With the parallelism set to 2, you will get 2 files. More than 2, actually
-- e.g., with hourly buckets, you'll get 2 files per hour.

If the i/o bandwidth of a single instance is sufficient to handle your
expected throughput, then you can set the parallelism of the sink (or the
entire pipeline) to one. If it's not, then you'll be glad to have multiple
instances each handling a slice of the job and writing to independent
filesystems.

David

On Wed, Aug 31, 2022 at 8:44 AM <pod...@gmx.com> wrote:

>
> Doesn't it depends on 'sink.parallelism'?
> If I set 'sink.parallelism' = '2' I get two files, 'sink.parallelism' =
> '1' just one file...
>
> But I think doing like that I reduce the number of tasks so it will have
> negative impact on performance :-(
>
>
>
> Sent: Tuesday, August 30, 2022 at 3:22 PM
> From: "Martijn Visser" <mart...@immerok.com>
> To: pod...@gmx.com, user@flink.apache.org
> Subject: Re: Why this example does not save anything to file?
>
> Hi Mike,
>
> I think that's caused by you not having enabled checkpointing. If you
> enable that, it should be resolved I think.
>
> Best regards,
>
> Martijn
>
> On Wed, Aug 3, 2022 at 9:01 PM <pod...@gmx.com[mailto:pod...@gmx.com]>
> wrote:
> Thank you very much Martijn you dedicated your productive time to help me!
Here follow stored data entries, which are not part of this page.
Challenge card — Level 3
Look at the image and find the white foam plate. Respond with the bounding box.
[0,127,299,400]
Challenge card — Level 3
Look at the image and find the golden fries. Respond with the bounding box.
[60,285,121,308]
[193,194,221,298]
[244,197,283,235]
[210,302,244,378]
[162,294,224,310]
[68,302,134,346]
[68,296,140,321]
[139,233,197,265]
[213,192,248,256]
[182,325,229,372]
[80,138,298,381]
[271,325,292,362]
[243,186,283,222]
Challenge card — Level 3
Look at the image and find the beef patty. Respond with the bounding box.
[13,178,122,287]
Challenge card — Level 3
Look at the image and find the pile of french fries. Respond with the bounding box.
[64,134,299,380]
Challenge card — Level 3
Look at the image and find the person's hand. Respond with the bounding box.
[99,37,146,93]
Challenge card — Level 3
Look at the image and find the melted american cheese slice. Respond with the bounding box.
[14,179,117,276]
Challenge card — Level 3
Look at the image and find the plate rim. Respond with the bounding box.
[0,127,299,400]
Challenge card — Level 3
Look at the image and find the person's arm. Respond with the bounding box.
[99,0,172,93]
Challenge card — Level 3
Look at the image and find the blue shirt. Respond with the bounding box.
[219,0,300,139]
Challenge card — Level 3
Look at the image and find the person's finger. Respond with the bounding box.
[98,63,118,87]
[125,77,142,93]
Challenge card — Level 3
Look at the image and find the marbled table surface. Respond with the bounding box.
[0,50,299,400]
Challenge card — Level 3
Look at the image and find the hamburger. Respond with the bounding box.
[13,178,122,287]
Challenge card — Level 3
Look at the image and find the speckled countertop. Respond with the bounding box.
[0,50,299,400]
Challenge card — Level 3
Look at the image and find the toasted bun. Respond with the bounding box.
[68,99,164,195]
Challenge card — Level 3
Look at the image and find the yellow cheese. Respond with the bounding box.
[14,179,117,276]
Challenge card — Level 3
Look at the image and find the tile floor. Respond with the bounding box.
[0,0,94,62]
> I'm new noob in this subject - I took that example somewhere from
> Internet. I see problem for guys like me is that Flink syntax changes from
> version to version quite significantly. So here not 'connector.type' but
> 'connector' etc.
>
> Additional problem was that there was no error that something is wrong and
> in addition 'select from' in next lines display result from table...
>
> Anyway, I was expecting single file 'test5.txt' as a result but got file
> for each row.
>
> part-6624d8af-6638-444e-b53a-bca9d5aa175e-task-0-file-0
> part-6624d8af-6638-444e-b53a-bca9d5aa175e-task-1-file-0
> ...
>
>
> Can it be just one file?
> Best,
>
> Mike
>
>
> Sent: Wednesday, August 03, 2022 at 4:03 PM
> From: "Martijn Visser" <martijnvis...@apache.org[mailto:
> martijnvis...@apache.org]>
> To: pod...@gmx.com[mailto:pod...@gmx.com]
> Cc: user@flink.apache.org[mailto:user@flink.apache.org]
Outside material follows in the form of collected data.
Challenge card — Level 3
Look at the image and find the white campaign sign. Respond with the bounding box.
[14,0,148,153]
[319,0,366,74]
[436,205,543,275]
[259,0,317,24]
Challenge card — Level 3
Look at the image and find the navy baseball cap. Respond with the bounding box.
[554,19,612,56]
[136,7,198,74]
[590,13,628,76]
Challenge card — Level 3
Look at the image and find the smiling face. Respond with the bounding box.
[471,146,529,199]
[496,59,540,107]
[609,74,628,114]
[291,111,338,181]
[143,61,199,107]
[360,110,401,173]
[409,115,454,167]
> Subject: Re: Why this example does not save anything to file?
>
> I've verified your code locally and it doesn't work indeed, at least not
> with the latest Flink version (I've tested it with Flink 1.15). There are a
> couple of reasons for that:
>
> 1. You've mentioned in this thread that there's no problem with the
> 'csv.field-delimiter'. There is actually, because the default is a , and
> not a ; as documented at
> https://nightlies.apache.org/flink/flink-docs-master/docs/connectors/table/formats/csv/#format-options[https://nightlies.apache.org/flink/flink-docs-master/docs/connectors/table/formats/csv/#format-options]
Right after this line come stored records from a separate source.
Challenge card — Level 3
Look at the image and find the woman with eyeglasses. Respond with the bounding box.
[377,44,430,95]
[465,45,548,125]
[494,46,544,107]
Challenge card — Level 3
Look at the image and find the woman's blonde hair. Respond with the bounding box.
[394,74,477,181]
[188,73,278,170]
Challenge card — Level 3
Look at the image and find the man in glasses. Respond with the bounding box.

> 2. When adding this option, Flink wouldn't compile because the SQL
> statement uses options that are different then documented at
> https://nightlies.apache.org/flink/flink-docs-master/docs/connectors/table/filesystem/[https://nightlies.apache.org/flink/flink-docs-master/docs/connectors/table/filesystem/][https://nightlies.apache.org/flink/flink-docs-master/docs/connectors/table/filesystem/%5Bhttps://nightlies.apache.org/flink/flink-docs-master/docs/connectors/table/filesystem/%5D]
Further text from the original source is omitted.